# AMD Fusion APU discussion



## vickybat (Jan 4, 2011)

Guys Brazos is launched taking performance per watt to a new level. Now even netbooks can stream 1080p content!!

Check this and this.

Lets start a discussion on this topic....

*MODS*,  is it better to move this thread to the technology news section? Guess i have opened it in the wrong section.

Please comment.


----------



## Joker (Jan 6, 2011)

excellent...

this thing is much faster than atom and has great graphics...would be great in netbooks. now even netbooks can game!!

in many benchmarks i had seen it trumped core i3 based notebooks with intel igp in gaming!!!
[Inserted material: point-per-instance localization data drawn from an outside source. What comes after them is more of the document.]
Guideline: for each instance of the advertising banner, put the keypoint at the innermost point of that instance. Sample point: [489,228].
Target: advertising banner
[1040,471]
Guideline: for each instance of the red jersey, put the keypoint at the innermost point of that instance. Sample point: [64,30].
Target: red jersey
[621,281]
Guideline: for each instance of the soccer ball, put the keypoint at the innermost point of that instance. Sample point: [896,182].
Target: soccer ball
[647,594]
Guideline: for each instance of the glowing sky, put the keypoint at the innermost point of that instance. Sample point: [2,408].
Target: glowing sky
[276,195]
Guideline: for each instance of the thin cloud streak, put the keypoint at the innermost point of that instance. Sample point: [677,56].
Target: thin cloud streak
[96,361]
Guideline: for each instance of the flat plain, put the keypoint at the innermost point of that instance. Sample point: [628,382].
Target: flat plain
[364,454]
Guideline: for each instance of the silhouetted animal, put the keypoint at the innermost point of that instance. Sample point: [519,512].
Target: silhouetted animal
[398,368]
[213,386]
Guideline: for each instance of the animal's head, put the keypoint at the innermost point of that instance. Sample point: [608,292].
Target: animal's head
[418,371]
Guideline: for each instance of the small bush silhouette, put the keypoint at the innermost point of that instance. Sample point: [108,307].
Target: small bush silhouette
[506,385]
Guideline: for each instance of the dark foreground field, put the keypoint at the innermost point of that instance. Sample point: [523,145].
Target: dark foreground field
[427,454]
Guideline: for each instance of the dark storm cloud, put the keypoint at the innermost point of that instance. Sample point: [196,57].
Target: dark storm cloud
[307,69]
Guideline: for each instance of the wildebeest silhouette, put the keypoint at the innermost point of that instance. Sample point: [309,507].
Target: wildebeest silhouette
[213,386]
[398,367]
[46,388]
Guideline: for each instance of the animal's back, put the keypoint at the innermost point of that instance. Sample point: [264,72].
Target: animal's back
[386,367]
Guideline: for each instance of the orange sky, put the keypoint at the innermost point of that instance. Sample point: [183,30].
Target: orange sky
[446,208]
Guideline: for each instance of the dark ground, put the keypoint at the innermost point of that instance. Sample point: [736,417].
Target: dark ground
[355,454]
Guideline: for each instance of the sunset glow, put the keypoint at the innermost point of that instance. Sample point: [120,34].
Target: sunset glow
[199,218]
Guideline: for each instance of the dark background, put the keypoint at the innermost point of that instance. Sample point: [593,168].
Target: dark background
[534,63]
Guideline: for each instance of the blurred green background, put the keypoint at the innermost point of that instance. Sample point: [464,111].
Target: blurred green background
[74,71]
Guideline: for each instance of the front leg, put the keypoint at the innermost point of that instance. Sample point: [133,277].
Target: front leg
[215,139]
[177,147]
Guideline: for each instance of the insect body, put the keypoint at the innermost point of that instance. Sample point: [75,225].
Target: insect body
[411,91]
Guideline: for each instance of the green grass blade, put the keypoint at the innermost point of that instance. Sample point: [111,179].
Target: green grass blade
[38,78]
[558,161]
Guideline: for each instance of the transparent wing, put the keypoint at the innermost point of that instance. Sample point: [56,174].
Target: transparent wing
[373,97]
18w TDP and greatest thing is...a single chip.


----------



## sukesh1090 (Jan 6, 2011)

i can't believe a netbook fitted with radeon hd6250 grphics card and price is also so less guys.


----------



## ssk_the_gr8 (Jan 6, 2011)

So fusion is finally here. It looks good but it all depends on the manufacturers whether they market them or like it has always been with amd in laptops , that a few netbooks will be launched . It won't really get marketed and nobody will buy them. All the ads we see will be for the atom.


----------



## vickybat (Jan 6, 2011)

I think this is a brilliant move from amd. Targeting atom or even the i3's and beating them is a testament for them in chip designing and that too at a much lower price. Finally we can see amd making some numbers in the netbook and mainstream notebook market.

By the looks of it, the product will be an instant hit but people need to know about it first and depends on the marketting campaign of amd. But amd will pull it off easily because this time around things are going right for them.

Netbooks and notebooks within $200 - $500 will now be fully capable of streaming 1080p content with gpu accelerated players like mpc homecinema & can game too.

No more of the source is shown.